Manger de la viande est également un problème très sensible, mais manger de la viande ne signifie pas tuer des êtres vivants. Vous apprenez la Loi depuis déjà longtemps, nous ne vous avons pas demandé de vous abstenir de viande. Il y a beaucoup de maîtres de qigong qui, dès votre entrée dans la salle de leur stage, vous disent : à partir de maintenant, vous ne devez plus manger de viande. Vous pensez peut-être : subitement, ne plus manger de viande, je n'y suis pas encore prêt psychologiquement. Peut-être qu'aujourd'hui chez vous, on a mijoté du poulet, et préparé du poisson, ça sent très bon mais vous ne pouvez pas en prendre. Il en est de même pour la cultivation-pratique dans la religion, elle interdit de manger de la viande. Les méthodes ordinaires de l'école bouddhiste et certaines méthodes de l'école taoïste parlent aussi de ce problème, on ne peut pas en manger. Nous ne vous demandons pas ici d'agir de la sorte, mais nous en parlons aussi. De quelle manière en parlons-nous ? Dans notre méthode, c'est la Loi qui forge l'homme. Ce qui signifie que la méthode rend manifestes ses effets à travers la méthode et la Loi. Au cours de la pratique, aux différents niveaux, peuvent surgir des états différents. Un jour ou aujourd'hui même, après ma conférence, certains d'entre vous se trouveront dans un état où ils ne pourront plus manger de viande. L'odeur de la viande leur donnera des nausées. S'ils en mangent, ils auront envie de vomir. Ce n'est pas qu'on vous empêche artificiellement d'en manger ou bien que vous vous empêchez de le faire vous-même, mais c'est un refus naturel du cœur. Parvenu à un tel niveau, vous ne pourrez plus en manger, étant donné que c'est une manifestation des effets de Gong, dans ce cas-là vous vomirez certainement si vous en avalez.

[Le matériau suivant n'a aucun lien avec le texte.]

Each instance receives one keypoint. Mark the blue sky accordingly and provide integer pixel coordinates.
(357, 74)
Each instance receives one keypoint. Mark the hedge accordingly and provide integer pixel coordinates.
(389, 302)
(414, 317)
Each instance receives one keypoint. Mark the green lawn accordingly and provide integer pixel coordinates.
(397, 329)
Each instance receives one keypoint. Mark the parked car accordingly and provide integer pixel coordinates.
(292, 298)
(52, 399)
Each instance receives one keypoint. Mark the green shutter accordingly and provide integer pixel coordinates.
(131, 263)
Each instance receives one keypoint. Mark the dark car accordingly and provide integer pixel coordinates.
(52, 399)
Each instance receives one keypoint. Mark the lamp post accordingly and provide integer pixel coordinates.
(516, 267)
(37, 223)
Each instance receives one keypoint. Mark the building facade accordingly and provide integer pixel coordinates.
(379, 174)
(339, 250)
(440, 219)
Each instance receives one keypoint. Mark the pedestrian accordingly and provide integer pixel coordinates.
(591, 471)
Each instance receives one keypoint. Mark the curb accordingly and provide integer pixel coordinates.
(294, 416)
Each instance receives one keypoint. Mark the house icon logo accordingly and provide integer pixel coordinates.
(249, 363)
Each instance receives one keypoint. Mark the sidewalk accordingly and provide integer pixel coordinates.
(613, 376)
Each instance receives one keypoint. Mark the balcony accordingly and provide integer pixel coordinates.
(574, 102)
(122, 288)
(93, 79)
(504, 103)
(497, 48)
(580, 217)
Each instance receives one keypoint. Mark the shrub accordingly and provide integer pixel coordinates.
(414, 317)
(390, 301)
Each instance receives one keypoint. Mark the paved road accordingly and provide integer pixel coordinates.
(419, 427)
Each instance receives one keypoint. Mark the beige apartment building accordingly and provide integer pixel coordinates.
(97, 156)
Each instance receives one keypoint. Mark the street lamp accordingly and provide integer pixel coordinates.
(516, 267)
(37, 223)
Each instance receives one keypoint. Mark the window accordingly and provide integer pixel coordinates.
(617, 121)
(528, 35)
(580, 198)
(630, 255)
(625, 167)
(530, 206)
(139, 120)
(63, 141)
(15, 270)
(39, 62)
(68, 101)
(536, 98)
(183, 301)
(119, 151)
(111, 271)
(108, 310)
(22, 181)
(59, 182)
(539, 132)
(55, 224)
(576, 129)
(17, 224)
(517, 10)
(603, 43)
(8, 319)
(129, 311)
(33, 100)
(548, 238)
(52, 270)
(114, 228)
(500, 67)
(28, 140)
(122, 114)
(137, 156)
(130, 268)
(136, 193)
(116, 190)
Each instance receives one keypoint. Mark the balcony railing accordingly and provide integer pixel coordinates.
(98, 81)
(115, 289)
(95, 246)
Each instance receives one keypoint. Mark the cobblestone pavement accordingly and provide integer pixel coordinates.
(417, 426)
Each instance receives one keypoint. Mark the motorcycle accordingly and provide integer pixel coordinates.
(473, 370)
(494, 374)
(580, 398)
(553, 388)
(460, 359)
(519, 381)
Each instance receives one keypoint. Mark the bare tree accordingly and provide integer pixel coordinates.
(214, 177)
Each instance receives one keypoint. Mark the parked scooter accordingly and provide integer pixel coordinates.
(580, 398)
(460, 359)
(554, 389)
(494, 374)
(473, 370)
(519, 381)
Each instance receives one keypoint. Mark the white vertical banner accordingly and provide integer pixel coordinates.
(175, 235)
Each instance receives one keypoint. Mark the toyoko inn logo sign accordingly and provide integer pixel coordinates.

Nos anciens élèves le savent, cultiver et pratiquer le Falun Dafa peut provoquer cet état. Aux différents niveaux, se manifestent des états différents. Il existe des élèves qui ont un désir ardent, une forte envie de manger de la viande et qui en consomment habituellement en grande quantité. Alors que les autres sentent que la viande est fétide, eux ne le sentent pas et peuvent encore en manger. Comment faire pour leur faire abandonner cet esprit d'attachement ? Quand ils mangent de la viande, ils ont mal au ventre, et quand ils cessent d'en manger, ils n'ont plus mal, il peut apparaître cet état, cela signifie donc qu'ils ne peuvent plus en manger. Est-ce que cela veut dire que désormais notre école n'a plus de lien avec la viande ? Ce n'est pas ça. Mais comment traiter ce problème ? Si l'on ne peut pas manger de viande, c'est parce que du fond du cœur on ne veut vraiment pas en manger. Pour quel but ? L'abstinence de viande imposée dans le temple et l'impossibilité d'en manger qui se manifeste chez nous, ont pour objet de faire abandonner à l'homme ce désir et cet esprit d'attachement vis-à-vis de la viande.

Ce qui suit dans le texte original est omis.